Le pédiatre examinera l'enfant et déterminera ce qui a causé le malaise (le cas échéant) et s'il y a d'autres raisons pour le refus des aliments complémentaires, outre la nature persistante de votre bébé.

Que faire si le petit "réticent" ne mange pas d'aliments complémentaires

Parmi les phrases interdites aux mères, il y a l'une des plus courantes: «Votre enfant ne mange pas d'aliments complémentaires?! Est-il en bonne santé? Misha a commencé avec moi à l'âge de 3 mois, à cette époque, il est allé parler en 3 langues. " Si vous devez entendre de telles absurdités, ne le prenez en aucun cas au détriment de vos miettes et ne pensez certainement pas que quelque chose ne va pas chez vous..

Lorsqu'un enfant refuse les aliments complémentaires, il a ses propres raisons à cela, et la transition de chaque bébé vers l'alimentation adulte se fait selon son propre scénario et à des moments différents. Et nous vous expliquerons comment accélérer ce processus et le rendre plus intéressant pour le bébé..
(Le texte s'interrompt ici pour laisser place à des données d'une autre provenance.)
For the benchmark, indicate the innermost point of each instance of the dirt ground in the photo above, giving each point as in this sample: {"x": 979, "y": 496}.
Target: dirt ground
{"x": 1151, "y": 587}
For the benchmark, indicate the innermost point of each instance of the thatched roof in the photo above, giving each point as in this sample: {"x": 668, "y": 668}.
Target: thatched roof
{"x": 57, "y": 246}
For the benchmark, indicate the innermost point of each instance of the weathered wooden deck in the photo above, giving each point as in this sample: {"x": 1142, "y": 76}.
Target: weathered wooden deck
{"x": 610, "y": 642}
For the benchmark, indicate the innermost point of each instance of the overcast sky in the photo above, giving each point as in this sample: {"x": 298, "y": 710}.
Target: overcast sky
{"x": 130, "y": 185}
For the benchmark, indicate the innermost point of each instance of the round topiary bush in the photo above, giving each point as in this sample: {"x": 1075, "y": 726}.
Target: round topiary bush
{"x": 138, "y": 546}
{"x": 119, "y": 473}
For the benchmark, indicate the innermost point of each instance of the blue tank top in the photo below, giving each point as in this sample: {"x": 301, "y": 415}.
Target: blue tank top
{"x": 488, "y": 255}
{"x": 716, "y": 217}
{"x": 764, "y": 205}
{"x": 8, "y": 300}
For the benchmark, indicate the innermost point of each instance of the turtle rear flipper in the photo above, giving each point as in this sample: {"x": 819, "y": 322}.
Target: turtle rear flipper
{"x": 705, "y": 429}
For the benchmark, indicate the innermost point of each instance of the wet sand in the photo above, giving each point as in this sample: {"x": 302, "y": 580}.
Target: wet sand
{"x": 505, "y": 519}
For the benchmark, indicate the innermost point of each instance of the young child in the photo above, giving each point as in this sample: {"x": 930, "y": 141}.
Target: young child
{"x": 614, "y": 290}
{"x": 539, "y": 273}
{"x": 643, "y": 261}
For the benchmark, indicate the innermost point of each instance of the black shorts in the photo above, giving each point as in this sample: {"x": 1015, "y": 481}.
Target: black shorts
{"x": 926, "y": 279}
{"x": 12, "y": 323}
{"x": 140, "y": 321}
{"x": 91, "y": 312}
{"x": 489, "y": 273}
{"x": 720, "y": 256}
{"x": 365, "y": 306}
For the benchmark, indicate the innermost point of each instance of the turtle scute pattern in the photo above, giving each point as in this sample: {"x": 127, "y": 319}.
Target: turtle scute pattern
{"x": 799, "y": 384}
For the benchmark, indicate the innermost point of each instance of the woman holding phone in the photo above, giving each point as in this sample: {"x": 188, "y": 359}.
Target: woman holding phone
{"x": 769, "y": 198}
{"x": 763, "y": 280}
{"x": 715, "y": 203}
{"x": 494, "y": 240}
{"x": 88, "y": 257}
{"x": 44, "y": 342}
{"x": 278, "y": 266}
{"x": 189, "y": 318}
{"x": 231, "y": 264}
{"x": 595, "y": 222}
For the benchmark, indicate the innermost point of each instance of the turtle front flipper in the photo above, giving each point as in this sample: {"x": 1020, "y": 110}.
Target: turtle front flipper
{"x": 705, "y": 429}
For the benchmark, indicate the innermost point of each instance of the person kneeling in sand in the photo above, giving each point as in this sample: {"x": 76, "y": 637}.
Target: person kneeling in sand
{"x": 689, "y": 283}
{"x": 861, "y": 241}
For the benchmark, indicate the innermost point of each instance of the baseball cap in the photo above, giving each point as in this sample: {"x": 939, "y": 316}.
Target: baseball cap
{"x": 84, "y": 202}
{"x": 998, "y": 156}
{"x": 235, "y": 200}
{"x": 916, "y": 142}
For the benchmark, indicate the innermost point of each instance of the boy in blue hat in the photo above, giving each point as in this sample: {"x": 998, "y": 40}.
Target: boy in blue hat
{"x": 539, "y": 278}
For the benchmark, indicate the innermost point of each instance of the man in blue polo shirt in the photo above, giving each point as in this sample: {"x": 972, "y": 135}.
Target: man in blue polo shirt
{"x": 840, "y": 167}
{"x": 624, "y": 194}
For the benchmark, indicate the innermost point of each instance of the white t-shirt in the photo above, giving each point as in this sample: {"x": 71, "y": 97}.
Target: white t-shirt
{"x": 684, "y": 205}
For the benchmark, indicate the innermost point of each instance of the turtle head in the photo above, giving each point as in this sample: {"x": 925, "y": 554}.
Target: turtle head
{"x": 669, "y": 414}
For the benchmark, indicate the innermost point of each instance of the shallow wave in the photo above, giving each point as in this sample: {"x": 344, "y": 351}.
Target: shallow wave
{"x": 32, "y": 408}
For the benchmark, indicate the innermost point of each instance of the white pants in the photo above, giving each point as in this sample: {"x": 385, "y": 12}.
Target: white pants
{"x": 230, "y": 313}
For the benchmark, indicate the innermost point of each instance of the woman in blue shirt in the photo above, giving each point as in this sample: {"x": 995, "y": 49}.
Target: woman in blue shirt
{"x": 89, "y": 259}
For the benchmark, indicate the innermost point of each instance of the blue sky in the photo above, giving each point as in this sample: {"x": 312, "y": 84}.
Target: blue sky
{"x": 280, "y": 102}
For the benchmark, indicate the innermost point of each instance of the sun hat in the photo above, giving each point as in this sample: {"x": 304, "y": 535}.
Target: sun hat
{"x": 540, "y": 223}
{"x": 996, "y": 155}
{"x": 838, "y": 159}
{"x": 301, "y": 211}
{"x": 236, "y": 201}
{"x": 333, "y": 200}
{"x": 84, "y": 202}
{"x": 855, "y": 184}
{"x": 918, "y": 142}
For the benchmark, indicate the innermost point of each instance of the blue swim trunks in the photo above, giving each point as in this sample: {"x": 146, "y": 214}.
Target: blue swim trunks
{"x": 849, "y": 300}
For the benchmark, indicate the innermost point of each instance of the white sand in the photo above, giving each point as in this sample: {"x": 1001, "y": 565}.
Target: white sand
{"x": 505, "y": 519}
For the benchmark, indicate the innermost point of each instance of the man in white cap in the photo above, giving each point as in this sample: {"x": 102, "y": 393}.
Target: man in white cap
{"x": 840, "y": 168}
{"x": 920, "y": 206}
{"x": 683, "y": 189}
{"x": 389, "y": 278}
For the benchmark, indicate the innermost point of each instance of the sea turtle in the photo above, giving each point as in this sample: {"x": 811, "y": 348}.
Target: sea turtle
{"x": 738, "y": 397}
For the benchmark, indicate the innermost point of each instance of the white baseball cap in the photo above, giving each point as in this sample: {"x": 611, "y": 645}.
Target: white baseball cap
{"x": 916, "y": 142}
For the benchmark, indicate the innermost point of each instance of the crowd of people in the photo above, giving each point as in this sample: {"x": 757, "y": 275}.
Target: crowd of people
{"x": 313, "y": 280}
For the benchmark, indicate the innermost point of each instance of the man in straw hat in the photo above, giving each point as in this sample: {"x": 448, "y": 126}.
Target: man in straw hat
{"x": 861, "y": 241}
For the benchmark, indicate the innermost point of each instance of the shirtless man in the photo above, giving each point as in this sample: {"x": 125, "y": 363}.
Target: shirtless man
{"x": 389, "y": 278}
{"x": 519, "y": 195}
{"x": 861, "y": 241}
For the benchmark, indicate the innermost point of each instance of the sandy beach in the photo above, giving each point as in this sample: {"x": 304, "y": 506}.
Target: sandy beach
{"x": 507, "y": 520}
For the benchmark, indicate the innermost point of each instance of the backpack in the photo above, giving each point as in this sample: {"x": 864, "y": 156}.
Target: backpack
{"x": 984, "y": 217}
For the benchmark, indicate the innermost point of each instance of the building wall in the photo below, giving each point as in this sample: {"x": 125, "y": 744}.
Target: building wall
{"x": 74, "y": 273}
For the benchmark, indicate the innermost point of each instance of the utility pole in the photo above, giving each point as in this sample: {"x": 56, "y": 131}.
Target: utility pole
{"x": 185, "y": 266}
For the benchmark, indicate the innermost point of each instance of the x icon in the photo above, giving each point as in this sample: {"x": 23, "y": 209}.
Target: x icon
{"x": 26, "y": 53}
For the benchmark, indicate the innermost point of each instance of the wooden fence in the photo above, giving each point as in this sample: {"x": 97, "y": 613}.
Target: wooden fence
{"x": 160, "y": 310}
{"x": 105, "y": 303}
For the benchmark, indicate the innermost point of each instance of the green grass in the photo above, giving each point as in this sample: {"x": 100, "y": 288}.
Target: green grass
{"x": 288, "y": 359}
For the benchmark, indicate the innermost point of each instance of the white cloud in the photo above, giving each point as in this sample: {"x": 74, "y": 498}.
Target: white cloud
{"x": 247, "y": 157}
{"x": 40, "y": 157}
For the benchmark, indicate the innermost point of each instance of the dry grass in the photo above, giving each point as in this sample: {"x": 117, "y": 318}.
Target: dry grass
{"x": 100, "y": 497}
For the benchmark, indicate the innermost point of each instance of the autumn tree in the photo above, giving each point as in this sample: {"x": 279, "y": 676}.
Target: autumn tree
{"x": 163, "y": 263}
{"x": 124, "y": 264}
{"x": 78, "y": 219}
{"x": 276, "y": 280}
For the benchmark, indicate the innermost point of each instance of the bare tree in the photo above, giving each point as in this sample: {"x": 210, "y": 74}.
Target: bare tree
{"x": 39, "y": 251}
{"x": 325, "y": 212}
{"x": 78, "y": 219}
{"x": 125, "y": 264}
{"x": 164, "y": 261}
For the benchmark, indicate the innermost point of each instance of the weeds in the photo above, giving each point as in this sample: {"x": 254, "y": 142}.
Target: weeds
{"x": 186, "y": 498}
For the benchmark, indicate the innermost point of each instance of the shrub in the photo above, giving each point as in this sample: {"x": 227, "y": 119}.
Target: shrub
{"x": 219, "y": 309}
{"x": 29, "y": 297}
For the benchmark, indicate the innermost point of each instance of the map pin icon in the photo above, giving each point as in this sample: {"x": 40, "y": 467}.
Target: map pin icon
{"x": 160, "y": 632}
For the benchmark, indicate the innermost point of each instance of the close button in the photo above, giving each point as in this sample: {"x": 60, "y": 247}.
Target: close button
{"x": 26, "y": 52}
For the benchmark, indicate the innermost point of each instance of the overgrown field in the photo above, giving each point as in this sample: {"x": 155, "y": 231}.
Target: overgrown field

De nombreuses mères attendent avec impatience les six mois du bébé pour commencer à lui faire découvrir de nouveaux aliments, car c'est une autre façon de montrer votre amour et votre attention. Et c'est aussi une étape cruciale et si importante dans le développement du bébé. Mais le petit ne comprend pas cela et perçoit presque toujours avec étonnement votre idée de lui donner quelque chose d'incompréhensible. Comment expliquer à une personne têtue que les innovations dans son alimentation ne lui profiteront que? Nous avons un plan d'action efficace pour aider lorsque le bébé est réticent à manger des aliments complémentaires.

Pourquoi une telle réaction violente?

Il existe un grand nombre de sources dans lesquelles un schéma sans prétention pour l'introduction d'aliments complémentaires, qui commence le plus souvent par des purées de légumes, est décrit textuellement. En règle générale, les informations sont accompagnées d'une belle photo d'un enfant soigné qui accepte volontiers de nouveaux aliments à la cuillère. Et le bébé est heureux et maman est heureuse.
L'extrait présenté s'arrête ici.